A time-based programmatic master-plan of Yokohama, OMA (1991).
As a frame, use value can easily be expanded from domestic interiors to the urban real estate market as a whole. This is to say that claims should also be made against contemporary patterns of property ownership without occupation, whereby swathes of apartments do nothing but store assets in city centers, sitting empty while disfiguring local property values. Within a market dominated by exchange value use value is, in short, a critical project of spatial redistribution. Insofar as it can be enacted at the scale of the building and performed by architectural and urban means, micro-apartments and physical cloud storage should be understood as part of, and not substitute for, such progressive claims. Indeed, if the mega-apartments of the ultra-rich were redistributed, a process of spatial densification and architectural subdivision would almost certainly be undertaken.

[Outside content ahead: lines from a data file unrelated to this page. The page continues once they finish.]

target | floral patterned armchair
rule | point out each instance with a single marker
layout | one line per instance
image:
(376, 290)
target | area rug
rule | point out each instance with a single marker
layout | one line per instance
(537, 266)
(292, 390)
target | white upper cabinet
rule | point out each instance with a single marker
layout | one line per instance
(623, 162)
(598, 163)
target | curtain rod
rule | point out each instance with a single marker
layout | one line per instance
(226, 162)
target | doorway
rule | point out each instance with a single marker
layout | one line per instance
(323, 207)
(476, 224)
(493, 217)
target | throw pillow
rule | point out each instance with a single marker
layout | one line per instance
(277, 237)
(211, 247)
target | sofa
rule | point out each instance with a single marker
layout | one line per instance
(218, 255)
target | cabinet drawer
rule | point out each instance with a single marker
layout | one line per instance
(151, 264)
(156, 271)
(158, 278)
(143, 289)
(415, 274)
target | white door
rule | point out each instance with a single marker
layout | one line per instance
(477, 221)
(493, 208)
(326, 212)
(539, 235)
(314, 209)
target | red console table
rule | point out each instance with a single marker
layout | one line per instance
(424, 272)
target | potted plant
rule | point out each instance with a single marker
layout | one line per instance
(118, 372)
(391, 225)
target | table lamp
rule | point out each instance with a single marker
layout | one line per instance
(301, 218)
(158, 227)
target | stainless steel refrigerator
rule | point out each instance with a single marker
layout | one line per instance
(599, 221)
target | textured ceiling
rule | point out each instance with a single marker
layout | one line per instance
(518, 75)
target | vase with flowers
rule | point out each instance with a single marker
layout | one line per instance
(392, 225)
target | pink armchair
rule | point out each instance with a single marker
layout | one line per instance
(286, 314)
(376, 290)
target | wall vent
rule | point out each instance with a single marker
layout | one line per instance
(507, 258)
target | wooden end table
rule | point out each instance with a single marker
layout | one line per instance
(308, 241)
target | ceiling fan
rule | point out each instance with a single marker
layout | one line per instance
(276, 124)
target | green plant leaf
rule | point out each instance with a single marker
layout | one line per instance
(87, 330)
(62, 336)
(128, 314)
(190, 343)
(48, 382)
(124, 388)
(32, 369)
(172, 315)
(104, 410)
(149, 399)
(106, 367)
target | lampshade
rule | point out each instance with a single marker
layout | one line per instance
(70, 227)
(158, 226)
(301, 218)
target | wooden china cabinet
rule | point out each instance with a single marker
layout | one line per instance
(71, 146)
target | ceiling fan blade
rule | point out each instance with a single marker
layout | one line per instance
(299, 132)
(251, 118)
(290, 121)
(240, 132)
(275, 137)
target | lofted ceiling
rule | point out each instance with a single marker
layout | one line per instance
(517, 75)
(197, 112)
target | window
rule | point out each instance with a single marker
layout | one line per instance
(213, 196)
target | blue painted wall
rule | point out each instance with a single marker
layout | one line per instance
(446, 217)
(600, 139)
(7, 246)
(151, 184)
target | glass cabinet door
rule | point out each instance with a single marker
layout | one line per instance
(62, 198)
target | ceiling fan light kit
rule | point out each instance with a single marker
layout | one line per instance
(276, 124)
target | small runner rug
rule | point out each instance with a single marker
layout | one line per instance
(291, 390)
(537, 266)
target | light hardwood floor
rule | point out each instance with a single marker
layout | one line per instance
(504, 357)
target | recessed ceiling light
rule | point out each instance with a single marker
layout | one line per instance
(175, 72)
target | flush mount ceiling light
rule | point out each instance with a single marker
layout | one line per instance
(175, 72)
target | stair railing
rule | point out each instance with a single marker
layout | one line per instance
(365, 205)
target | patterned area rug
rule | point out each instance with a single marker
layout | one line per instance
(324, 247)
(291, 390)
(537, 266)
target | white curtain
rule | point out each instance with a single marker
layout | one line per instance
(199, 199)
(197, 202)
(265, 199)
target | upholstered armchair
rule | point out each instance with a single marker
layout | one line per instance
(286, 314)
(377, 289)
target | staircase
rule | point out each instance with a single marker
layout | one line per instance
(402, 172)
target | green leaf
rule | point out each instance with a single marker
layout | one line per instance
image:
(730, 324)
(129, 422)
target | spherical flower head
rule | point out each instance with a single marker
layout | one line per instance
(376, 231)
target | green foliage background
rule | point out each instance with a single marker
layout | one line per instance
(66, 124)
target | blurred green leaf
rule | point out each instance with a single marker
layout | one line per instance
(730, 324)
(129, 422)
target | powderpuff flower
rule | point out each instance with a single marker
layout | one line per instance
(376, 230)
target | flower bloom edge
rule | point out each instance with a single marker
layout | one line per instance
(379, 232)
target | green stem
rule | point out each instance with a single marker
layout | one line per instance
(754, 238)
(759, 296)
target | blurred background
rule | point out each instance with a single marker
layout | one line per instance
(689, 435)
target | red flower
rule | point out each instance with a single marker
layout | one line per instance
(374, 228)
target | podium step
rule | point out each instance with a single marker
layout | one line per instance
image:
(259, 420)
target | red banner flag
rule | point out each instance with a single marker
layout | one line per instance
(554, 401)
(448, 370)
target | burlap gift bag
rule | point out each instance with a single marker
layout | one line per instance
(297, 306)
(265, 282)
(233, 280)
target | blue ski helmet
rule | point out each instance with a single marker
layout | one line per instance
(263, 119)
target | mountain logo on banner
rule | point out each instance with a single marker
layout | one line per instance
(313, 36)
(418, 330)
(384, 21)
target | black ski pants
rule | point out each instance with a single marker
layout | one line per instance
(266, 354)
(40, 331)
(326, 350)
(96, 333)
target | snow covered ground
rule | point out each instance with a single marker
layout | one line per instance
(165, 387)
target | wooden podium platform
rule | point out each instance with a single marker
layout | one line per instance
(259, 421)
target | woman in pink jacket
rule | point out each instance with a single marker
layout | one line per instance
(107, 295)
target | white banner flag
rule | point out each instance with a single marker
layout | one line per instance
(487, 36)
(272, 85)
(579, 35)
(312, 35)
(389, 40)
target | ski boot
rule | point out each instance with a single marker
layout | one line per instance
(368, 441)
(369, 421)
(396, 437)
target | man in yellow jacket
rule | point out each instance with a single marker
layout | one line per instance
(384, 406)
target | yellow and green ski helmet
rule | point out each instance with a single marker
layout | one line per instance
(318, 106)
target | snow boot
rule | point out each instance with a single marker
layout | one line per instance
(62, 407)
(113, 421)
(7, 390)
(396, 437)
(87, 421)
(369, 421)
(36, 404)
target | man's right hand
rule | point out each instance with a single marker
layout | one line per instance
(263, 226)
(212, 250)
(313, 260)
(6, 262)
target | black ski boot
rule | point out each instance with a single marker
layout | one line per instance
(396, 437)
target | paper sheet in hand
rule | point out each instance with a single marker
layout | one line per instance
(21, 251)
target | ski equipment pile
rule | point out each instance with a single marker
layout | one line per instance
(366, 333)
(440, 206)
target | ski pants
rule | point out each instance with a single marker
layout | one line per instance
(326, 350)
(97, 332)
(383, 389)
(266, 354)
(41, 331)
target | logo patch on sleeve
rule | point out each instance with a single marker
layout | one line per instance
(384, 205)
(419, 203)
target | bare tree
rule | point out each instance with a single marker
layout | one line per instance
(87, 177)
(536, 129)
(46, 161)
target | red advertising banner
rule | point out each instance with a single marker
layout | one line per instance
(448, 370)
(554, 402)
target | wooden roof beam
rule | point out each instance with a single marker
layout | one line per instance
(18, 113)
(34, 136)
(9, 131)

The world is becoming increasingly urban, and it is doing so either by way of sprawl or densification. Urbanization is a question of design at the intersection of architectural form, urban planning and legal policy. As a typological entanglement of the three, micro-apartments and physical cloud storage services are ultimately a revolution in and for the project of densification. Logistics have emancipated costs traditionally associated with density—from the lack of space to its quality, diversity and equity—from the contingencies of history, and reframed them as problems whose solutions can only be articulated by design.